I looked at the clock, realized I was already running late leaving the event and asked if I could come by another time. The storeowner handed me the phone, and I arranged to visit her three days later.

The entire ride home I told my wife how bad I felt about not taking a few minutes to visit her, about being selfish with my time and over my desire to watch votes tallied on television. Not badly enough to turn the car around, mind you, just enough to give voice to the thoughts.

I stayed up until 1:00 a.m. eating snacks, drinking my favorite soda and watching a dozen cable news talking heads slowly announce results from Virginia to Alaska.

Two days later my friend called to say Audrey had been taken to the hospital, and our meeting in her living room would need to be rescheduled.

This morning I found out Audrey would never see her living room again.

There aren’t words in this language or any other to describe the remorse I feel at having passed up an opportunity to sit and chat with this woman. Not because it would have been some great honor for her, but because it would have been a great honor for me.

It was a miracle moment so custom made, an opportunity so ideally presented. It was what I’d spent months writing about and promoting in churches and schools across the country. It was the no-brainer opportunity of a lifetime to perform a small act of service without hesitating.

Except that I did hesitate.

And the opportunity was missed.

Later today I will send flowers and a note.

Later tonight I will sit on the edge of my bed and wonder.

Later this week I will attend Audrey’s viewing, pay my respects and apologize to her husband.

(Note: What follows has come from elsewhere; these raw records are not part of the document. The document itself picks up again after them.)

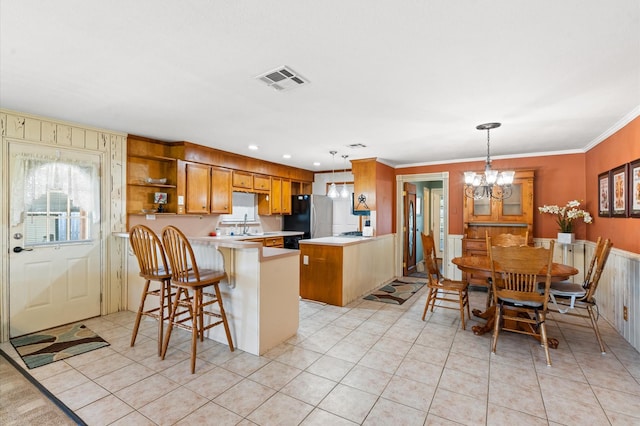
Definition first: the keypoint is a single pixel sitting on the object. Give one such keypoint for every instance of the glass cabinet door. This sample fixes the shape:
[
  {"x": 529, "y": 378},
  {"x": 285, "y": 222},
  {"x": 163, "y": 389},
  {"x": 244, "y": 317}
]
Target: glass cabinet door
[{"x": 512, "y": 206}]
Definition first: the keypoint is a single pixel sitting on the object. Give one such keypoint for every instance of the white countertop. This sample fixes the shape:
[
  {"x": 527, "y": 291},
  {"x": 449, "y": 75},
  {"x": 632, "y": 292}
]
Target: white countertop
[{"x": 341, "y": 240}]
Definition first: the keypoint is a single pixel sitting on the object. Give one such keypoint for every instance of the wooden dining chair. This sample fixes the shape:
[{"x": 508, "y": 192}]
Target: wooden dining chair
[
  {"x": 451, "y": 294},
  {"x": 192, "y": 303},
  {"x": 153, "y": 266},
  {"x": 515, "y": 273},
  {"x": 579, "y": 299},
  {"x": 504, "y": 240}
]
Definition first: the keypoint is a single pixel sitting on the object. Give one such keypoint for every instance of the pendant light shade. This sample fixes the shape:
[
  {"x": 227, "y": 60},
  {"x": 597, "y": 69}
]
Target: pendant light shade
[
  {"x": 344, "y": 193},
  {"x": 333, "y": 190}
]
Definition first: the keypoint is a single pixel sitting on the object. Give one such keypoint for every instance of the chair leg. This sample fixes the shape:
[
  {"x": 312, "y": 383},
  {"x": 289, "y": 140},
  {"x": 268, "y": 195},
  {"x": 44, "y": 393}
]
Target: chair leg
[
  {"x": 172, "y": 316},
  {"x": 496, "y": 327},
  {"x": 139, "y": 314},
  {"x": 596, "y": 329},
  {"x": 196, "y": 325},
  {"x": 461, "y": 300},
  {"x": 224, "y": 317},
  {"x": 426, "y": 305},
  {"x": 543, "y": 336}
]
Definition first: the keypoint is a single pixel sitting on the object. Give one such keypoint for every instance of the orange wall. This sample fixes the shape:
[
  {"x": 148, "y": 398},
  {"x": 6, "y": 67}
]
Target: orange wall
[
  {"x": 385, "y": 199},
  {"x": 559, "y": 179},
  {"x": 620, "y": 148}
]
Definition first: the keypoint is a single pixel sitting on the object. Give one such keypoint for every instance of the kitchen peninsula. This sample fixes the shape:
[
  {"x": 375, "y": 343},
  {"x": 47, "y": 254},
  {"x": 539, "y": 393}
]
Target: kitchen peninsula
[
  {"x": 338, "y": 270},
  {"x": 261, "y": 302}
]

But for now, I hope this moment teaches me that pain can be a blessing if we allow it to change us for good. Regret can be useful, but only if it lingers for a moment, not a lifetime.

My hope for today and for many days to come is that I will be able to turn a deep regret into a resolution, a resolution to never pass those moments by again. It will be my simple way of honoring a woman I never got to meet.

Now, if you will excuse me, I have a book to read.